According to the U.S. Centers for Disease Control and Prevention, one in four women and one in seven men will suffer physical violence from an intimate partner during their lifetimes. In 2014, 106,882 domestic violence crimes were reported to Florida police agencies, leading to 64,460 arrests. However, domestic violence crimes often go unreported, so we can’t know the full extent of the problem.

This is a general overview of assault, battery, and domestic violence laws in the state of Florida, but for specific legal advice or representation regarding any particular case or charge of assault, battery, or domestic violence, you will need to consult an experienced criminal defense attorney. In Florida, assault and battery are both considered quite serious crimes, and this state punishes both crimes harshly. However, when either assault or battery (or both) are part of a domestic violence accusation, the penalties for a conviction can be even more severe.

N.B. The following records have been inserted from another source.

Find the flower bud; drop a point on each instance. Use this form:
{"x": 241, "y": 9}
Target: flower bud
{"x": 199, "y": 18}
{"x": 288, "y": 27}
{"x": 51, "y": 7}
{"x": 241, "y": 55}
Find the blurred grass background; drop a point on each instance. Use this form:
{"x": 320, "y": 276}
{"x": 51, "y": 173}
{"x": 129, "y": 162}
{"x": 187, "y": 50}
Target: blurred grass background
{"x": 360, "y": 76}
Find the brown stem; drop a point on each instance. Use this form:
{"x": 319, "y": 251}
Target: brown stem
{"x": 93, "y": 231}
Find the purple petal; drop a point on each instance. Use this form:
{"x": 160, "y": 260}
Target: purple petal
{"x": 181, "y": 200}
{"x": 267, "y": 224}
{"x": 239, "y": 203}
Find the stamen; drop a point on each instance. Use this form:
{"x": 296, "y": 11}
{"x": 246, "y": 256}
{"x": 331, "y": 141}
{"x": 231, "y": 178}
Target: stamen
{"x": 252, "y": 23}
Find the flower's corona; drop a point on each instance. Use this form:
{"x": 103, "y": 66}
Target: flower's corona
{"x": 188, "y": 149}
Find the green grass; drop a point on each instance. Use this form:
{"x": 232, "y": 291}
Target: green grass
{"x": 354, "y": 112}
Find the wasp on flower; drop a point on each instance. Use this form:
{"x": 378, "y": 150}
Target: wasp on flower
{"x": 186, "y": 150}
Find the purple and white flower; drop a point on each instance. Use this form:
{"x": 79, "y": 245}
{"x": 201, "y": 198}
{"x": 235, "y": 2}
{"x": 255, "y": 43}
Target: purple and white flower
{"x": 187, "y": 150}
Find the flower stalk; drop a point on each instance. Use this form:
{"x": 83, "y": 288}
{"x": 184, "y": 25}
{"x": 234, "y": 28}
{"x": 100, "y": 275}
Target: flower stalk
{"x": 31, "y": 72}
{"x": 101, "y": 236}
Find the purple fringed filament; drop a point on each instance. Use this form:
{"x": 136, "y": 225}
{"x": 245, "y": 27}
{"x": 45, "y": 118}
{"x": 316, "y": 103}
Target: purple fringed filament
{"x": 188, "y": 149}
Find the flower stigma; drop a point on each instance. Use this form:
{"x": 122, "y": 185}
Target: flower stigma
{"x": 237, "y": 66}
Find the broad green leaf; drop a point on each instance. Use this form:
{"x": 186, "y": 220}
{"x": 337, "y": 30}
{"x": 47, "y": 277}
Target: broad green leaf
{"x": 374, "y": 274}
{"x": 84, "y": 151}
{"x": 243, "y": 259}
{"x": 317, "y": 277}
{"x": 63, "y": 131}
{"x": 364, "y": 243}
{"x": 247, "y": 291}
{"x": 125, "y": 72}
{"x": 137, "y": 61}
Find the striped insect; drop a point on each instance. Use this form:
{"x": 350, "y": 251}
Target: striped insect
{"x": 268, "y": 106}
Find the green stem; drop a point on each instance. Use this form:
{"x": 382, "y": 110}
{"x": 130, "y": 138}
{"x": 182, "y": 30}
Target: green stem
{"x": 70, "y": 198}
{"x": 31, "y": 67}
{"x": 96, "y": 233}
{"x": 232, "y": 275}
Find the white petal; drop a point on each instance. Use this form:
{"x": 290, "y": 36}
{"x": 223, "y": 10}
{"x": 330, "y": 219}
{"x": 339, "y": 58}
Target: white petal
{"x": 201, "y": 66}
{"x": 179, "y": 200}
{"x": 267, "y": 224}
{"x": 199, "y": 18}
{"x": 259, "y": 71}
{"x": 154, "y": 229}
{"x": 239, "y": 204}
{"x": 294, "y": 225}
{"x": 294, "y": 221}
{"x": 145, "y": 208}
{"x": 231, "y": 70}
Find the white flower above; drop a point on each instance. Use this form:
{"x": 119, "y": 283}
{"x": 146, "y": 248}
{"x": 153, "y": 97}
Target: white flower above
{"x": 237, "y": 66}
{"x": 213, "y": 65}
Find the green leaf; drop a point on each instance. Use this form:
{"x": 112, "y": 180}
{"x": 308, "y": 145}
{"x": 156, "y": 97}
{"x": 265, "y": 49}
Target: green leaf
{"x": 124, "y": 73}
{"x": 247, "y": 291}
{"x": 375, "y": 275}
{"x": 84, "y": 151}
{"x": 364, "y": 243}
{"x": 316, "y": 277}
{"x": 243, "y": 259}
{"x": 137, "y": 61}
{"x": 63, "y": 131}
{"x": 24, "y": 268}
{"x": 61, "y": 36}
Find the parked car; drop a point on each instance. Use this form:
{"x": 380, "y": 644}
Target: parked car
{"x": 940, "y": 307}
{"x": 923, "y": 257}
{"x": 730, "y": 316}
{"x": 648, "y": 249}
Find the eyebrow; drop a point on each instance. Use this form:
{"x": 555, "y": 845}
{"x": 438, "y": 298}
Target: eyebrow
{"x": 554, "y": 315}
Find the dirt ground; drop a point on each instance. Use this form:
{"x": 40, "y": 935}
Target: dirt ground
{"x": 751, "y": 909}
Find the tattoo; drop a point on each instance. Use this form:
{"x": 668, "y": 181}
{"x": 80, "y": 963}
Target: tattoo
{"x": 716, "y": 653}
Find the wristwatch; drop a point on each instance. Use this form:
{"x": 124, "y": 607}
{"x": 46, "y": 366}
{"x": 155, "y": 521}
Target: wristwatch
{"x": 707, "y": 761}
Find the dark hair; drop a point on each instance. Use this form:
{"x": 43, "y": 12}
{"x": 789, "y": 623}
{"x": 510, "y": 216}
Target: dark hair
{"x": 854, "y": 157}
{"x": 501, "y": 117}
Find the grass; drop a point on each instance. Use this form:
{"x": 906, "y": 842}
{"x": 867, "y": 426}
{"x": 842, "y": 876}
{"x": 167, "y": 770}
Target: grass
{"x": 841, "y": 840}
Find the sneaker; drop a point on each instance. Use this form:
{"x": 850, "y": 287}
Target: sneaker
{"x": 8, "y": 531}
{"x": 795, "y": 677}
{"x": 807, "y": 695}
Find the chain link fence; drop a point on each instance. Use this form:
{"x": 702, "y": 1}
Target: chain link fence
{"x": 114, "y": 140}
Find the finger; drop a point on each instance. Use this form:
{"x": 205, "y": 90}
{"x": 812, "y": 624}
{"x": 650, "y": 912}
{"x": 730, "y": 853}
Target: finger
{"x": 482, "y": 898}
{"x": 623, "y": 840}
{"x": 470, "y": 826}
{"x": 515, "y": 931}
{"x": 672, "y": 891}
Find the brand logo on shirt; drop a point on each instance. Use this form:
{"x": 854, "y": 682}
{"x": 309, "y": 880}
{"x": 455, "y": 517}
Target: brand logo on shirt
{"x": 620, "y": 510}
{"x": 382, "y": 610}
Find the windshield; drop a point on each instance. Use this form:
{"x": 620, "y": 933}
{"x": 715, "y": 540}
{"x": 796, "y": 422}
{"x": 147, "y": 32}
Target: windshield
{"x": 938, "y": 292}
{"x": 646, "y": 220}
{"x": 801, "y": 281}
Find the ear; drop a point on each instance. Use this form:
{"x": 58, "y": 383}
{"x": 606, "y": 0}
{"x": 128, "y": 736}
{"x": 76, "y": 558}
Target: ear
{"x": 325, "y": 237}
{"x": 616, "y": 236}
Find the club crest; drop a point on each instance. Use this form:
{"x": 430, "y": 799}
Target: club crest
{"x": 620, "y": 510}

West Palm Beach criminal defense attorney Frederick Hutchinson explains that, “Assault is a threat to do imminent harm and a battery is an unwarranted and uninvited touching. The biggest difference between domestic violence, assault, and battery is family relationship either by blood or marriage.” Florida law defines assault as the intentional threat, by word or act, to commit violence against another person joined with the apparent ability to do so, along with an action that creates a reasonable fear in the ostensible victim that violence is imminent.

No actual violence has to take place. Instead, to convict a defendant of assault, a Florida prosecutor must prove that the defendant intended to commit an act that was substantially certain to put the victim in fear of imminent violence. “Simple” assault in Florida is a second-degree misdemeanor. A conviction is punishable by up to sixty days in jail or six months on probation and a $500 fine.


Florida law defines aggravated assault as an assault with a deadly weapon without the intent to kill or with the intent to commit a felony. Aggravated assault is a third-degree felony. Again, no actual violence has to take place, and the distinction between assault and aggravated assault is the use of a deadly weapon. Shaking your fist at someone and threatening to punch that person is assault, but pointing a gun at someone and threatening to shoot that person is aggravated assault.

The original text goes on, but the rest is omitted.